Local Government Action to Promote Sustainability

By James H. Svara
Washington, DC (February 1, 2011)- The 2010 survey, the first of its kind, undertaken by ICMA in cooperation with the Alliance for Innovation and supported by the Global Institute on Sustainability at Arizona State University (ASU), measures how and to what extent local governments are acting to promote sustainability. Classic definitions of sustainability have focused on the three E’s: environment, economy and social equity. This view of sustainability is based on the goal of promoting community economic change that enhances environmental quality and benefits all segments of society.

Over 2100 local governments indicated whether they had adopted each of 109 specific actions. These can be grouped into twelve major activity areas. These areas and the percent of actions being implemented by local governments in each are the following: greenhouse gas reduction & air quality, water quality, recycling, energy use in transportation & exterior lighting, reducing building energy use, alternative energy generation, workplace alternatives to reduce commuting, transportation improvements, building & land use regulations, land conservation and development rights, social inclusion, local production & green purchasing.
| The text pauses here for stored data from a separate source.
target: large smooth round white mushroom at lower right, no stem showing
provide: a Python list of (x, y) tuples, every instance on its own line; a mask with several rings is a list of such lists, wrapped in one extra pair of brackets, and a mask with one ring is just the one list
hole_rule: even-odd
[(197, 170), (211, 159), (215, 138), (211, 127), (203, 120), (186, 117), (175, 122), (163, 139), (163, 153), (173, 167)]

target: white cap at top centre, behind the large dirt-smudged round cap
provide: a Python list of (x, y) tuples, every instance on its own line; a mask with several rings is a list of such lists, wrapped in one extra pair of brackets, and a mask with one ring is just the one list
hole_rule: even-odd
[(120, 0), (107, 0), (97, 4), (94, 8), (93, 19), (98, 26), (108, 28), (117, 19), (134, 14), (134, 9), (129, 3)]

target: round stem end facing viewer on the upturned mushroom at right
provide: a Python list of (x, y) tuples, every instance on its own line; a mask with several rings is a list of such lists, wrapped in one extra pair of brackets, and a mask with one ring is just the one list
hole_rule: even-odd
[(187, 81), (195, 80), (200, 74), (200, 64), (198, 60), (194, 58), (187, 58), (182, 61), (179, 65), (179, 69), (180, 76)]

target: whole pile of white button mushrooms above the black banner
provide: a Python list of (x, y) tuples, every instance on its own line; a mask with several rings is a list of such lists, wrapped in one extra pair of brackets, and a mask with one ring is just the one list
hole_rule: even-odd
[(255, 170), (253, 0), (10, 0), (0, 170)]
Eight local governments in ten are utilizing less than 30 percent of the possible action. Most local governments are becoming active in sustainability, but most governments are involved at a relatively low level and most of the possible sustainability actions are not being widely utilized. Recycling and protecting water quality are the two most common areas of action. Only 15% of the cities that responded have signed the U.S. Conference of Mayors Climate Protection Agreement, and only 10% of all local governments have joined the Cities for Climate Protection (CCP) campaign of ICLEI.
It appears that American local governments are still in the early stage of adopting sustainability actions with most local governments closer to the lower end of the spectrum rather than in the middle. This pattern is puzzling in the sense that sustainability is not a new idea, but it may be understandable because of the relative newness of sustainability as a challenge that local governments are taking on beyond the traditional and mandated activities they have been doing for some time.